Chip giant crushes forecasts as hyperscalers pour billions into AI, but market jitters linger
Investors have rarely seen a company grow this fast: Nvidia’s annual revenue has rocketed from US$27bn to US$216bn in roughly three years, and analysts expect it to top US$330bn next fiscal year, according to AP News.
For the November–January period, Nvidia’s fiscal fourth-quarter revenue rose 73 percent year over year to US$68.13bn, beating the consensus of US$66.21bn, while profit nearly doubled to about US$43bn, or US$1.76 per share.
CNBC reported that adjusted earnings per share came in at US$1.62, above expectations of US$1.53.
Guidance remains aggressive.
Nvidia projects fiscal first-quarter revenue of US$78bn, plus or minus 2 percent, well ahead of analyst forecasts of US$72.6bn.
AP News noted that if the company hits that target, revenue would be up 77 percent from a year earlier, suggesting its growth rate is still accelerating.

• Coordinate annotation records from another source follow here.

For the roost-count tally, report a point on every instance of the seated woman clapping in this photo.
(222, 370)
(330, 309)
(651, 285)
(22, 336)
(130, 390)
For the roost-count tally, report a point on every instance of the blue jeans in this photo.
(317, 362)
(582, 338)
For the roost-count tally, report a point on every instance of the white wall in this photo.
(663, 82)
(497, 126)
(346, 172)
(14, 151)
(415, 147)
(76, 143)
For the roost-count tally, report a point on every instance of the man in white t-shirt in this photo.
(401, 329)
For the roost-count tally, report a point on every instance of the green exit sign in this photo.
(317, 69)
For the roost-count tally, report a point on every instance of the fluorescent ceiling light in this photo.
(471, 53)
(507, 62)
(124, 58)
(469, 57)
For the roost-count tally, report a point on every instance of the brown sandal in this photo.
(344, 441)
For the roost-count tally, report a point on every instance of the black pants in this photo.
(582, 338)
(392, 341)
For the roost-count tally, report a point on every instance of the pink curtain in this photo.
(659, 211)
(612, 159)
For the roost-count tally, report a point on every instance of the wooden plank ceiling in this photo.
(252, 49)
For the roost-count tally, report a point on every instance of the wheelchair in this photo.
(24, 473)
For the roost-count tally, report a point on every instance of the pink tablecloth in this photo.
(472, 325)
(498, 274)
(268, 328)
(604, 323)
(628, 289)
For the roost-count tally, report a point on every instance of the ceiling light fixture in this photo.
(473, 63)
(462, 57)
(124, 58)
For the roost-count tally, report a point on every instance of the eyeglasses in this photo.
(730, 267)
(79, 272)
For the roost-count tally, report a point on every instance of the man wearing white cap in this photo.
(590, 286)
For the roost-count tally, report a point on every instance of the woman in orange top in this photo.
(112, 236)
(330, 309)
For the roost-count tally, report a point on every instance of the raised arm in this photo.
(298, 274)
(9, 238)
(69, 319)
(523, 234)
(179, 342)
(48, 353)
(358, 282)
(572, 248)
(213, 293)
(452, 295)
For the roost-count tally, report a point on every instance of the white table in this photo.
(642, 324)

CEO Jensen Huang told analysts demand for its chips is “skyrocketing” and said, “AI is here, AI is not going to go back… AI is only going to only get better from here.”
At the same time, market reaction has been cautious.
Nvidia’s market value has climbed from about US$400bn at the end of 2022 to nearly US$4.8tn, yet even blowout reports have not always satisfied investors.
After the latest numbers, the stock initially rose about 4 percent in extended trading before slipping slightly following Huang’s upbeat call.
AP News also recalled that after a previous quarter that far exceeded forecasts, the shares still fell 3 percent the next day.
The entire story centres on AI infrastructure.
Nvidia now generates over 91 percent of its revenue from its data centre unit, which sells its market-leading AI chips, according to CNBC.
Data centre revenue reached US$62.3bn in the quarter, topping expectations of US$60.69bn.
Within that unit, networking products used to link large GPU clusters produced US$10.98bn in sales, up 263 percent year over year, driven by adoption of its NVLink technology and Spectrum‑X Ethernet switches and boosted by new deals with customers such as Meta.
Big Tech’s capex commitments underline why Nvidia’s data centre business has become so central.
AP News said Amazon, Microsoft, Alphabet and Meta collectively plan to spend about US$650bn this year to ramp up AI computing power.
CNBC separately reported that based on their capex guidance and analyst estimates, combined spending could approach US$700bn as they build out AI infrastructure.
Nvidia’s CFO commentary said Alphabet, Amazon, Meta and Microsoft “remained our largest customer category,” accounting for just over half of data centre revenue.
Investors watching AI cyclicality have little evidence of a slowdown so far.
Reuters quoted Bob O’Donnell of TECHnalysis Research saying concerns about an AI cooling “simply are not showing up yet” and noting that data centre revenue is diversifying beyond the biggest hyperscalers, which suggests “growth opportunity in more places.”
Nvidia’s forward pipeline is also substantial.
CFO Colette Kress told analysts the company expects sales growth to exceed the US$500bn revenue pipeline for 2026 it disclosed in October and anticipates growth in every quarter of the 2026 calendar year, without offering a more specific timeline.
On the product front, Nvidia is preparing its next-generation Vera Rubin rack‑scale systems, the successor to Grace Blackwell.
According to CNBC, Kress said Nvidia shipped its first Vera Rubin samples to customers earlier this week and remains on track to begin production shipments in the second half of the year.
Vera Rubin is expected to deliver 10 times more performance per watt, which targets energy efficiency at a time when data centres face power constraints.
Nvidia is simultaneously trying to derisk its manufacturing base.
The company is expanding its supply chain beyond Asia into the United States and Latin America, producing Blackwell GPUs at Taiwan Semiconductor Manufacturing Co.’s new Arizona plants and assembling some rack-scale systems at a large Foxconn facility in Mexico.
Nvidia said these moves aim to strengthen its supply chain, add resiliency and meet growing AI infrastructure demand, while warning that scaling output will depend on local manufacturing ecosystems.
Regulation and geopolitics remain a key watchpoint.
Reuters said Nvidia’s forecast does not include data centre revenue from China, though the company has recently received US licences to ship “small amounts” of its H200 chips to Chinese customers.
US authorities last year allowed Nvidia’s H20 and AMD’s MI308, both designed for AI inference, to resume shipments to China while keeping tighter curbs on more advanced processors.
Competitive pressure is building from multiple directions.
Reuters reported that AMD plans to roll out a new flagship AI server chip later this year and has secured deals with top Nvidia customers, including Meta.
Alphabet’s Google has emerged as a major rival by supplying its in‑house TPUs to Anthropic and is in talks to provide chips to Meta.
Big Tech firms are increasingly designing and deploying their own processors in their data centres.
For now, according to AP News, Nvidia’s numbers continue to set the pace for the AI trade, even as investors debate how long such growth and capital intensity can last.